Staff recommendation
The staff disagreed with the submitter, because they believed that the approach in paragraph 78 was intentional and was the consequence of applying IAS 36’s approach for assessing impairment. The staff observed that when a CGU’s fair value less costs of disposal (FVLCD) considered a recognised liability, paragraph 78 required adjusting both the CGU’s carrying amount and its VIU by the carrying amount of the liability in order to make those measures comparable with the FVLCD. However, when an entity used the VIU as its recoverable amount, the entity did not need to make an adjustment to the CGU’s carrying amount and to its VIU similar to the one required by paragraph 78, because the carrying amount of the CGU would already be comparable to the VIU of the CGU. The staff further noted that the approach in paragraph 78 provided a relatively straightforward and cost-effective method to perform a meaningful comparison of the measures involved in impairment testing.
The staff therefore recommended that the issue was not taken onto the Interpretations Committee’s agenda and proposed wording for a tentative agenda decision. The Interpretations Committee was asked whether they agreed with the conclusion of the staff, and with the wording in the tentative agenda decision.
Interpretations Committee discussion and decision
There was general agreement amongst the Committee members who spoke that the application of paragraph 78 was found to be difficult in practice, and that differing views existed as to how it should be applied and what should be done to address the mismatch. It was observed that although this was an issue that may not affect all industries, for the industries it did affect (i.e. the extractive industries where decommissioning liabilities are significant) it was a significant issue.
The IASB Technical Manager noted that the feedback received from accounting firms on the outreach performed indicated that they had encountered diversity in practice regarding not only application of paragraph 78, but also other aspects of IAS 36; many of which were related to how and whether to include deferred taxes when applying the guidance in paragraph 78. The feedback also indicated that amending paragraph 78 would not resolve all issues, and that the Interpretations Committee should refer the issue to the IASB who should carry out a broader review of IAS 36. Several Committee members agreed that this was something that should be dealt with by the IASB rather than the Interpretations Committee.
One Committee member observed that there were situations in practice where the liability determined in accordance with IAS 37 was deducted from the carrying value of the CGU and the recoverable amount was then determined by including the cash outflows in the estimate of cash flows, which was then discounted by a different discount rate, and noted that accordingly, the impact of the mismatch could be significant. The Committee member further noted that this issue also arose with deferred taxes in situations where the entity could not sell the assets without the associated tax obligation. The Committee member did not believe this was an issue that could be dealt with simply through an agenda decision.

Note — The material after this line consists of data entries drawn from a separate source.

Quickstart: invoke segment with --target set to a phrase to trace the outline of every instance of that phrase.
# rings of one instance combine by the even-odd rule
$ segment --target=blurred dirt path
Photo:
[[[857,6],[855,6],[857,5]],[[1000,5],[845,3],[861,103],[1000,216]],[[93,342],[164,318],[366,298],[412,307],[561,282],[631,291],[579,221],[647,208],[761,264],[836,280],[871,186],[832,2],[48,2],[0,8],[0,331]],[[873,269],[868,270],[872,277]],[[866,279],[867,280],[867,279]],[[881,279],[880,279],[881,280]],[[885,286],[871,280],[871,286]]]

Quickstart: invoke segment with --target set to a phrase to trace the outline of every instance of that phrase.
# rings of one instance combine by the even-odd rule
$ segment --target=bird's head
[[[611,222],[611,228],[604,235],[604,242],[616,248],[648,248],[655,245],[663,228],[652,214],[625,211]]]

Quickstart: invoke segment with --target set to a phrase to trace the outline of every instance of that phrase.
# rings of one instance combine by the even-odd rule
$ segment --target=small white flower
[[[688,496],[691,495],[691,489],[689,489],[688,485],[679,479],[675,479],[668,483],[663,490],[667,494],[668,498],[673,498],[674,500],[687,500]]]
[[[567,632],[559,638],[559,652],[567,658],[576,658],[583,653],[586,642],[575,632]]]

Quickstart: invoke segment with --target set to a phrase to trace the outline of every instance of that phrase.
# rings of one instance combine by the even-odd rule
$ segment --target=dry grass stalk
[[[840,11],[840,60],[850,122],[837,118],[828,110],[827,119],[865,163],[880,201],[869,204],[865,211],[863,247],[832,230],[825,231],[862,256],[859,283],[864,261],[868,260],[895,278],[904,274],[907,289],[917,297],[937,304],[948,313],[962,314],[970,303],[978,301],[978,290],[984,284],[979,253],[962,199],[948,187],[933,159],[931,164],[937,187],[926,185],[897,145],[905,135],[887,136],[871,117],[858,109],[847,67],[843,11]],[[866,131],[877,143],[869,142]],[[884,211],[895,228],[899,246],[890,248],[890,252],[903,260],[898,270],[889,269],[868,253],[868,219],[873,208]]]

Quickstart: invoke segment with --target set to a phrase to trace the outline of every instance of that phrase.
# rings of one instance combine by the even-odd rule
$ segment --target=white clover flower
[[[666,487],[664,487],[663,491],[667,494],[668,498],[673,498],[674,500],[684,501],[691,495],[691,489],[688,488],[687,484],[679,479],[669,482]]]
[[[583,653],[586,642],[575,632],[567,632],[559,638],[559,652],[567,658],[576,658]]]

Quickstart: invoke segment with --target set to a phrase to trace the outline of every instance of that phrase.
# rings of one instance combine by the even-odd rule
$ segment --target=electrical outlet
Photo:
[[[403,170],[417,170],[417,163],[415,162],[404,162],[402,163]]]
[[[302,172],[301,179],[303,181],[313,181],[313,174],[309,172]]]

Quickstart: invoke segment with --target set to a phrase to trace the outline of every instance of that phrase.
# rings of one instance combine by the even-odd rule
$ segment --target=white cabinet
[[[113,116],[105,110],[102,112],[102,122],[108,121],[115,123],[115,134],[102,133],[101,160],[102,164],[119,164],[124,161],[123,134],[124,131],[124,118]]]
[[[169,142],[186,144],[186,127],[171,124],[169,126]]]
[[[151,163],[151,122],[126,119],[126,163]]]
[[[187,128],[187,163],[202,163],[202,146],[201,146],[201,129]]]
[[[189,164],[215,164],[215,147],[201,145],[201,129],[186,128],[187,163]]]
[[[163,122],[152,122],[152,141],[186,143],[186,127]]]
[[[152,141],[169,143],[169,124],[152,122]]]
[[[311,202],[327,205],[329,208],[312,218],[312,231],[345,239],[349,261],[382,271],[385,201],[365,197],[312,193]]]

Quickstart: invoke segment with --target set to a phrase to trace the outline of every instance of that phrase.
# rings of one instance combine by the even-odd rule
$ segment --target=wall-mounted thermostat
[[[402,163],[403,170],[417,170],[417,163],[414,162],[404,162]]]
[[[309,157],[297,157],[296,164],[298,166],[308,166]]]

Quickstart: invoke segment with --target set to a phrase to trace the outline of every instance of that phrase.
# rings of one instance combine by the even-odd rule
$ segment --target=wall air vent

Another Committee member suggested that if the IASB did carry out a broader project on IAS 36, the issue around deferred taxes and the gross up of goodwill and intangible assets acquired in a business combination should be included in the scope of the project.
Twelve of the fourteen Committee members voted to move forward with the proposed agenda decision. One of the Committee members who objected had highlighted earlier in the discussion the fact that the impact of the mismatch could be significant, and suggested adding wording to the agenda decision to emphasise the need for people to ensure they were comparing apples with apples when performing an impairment test.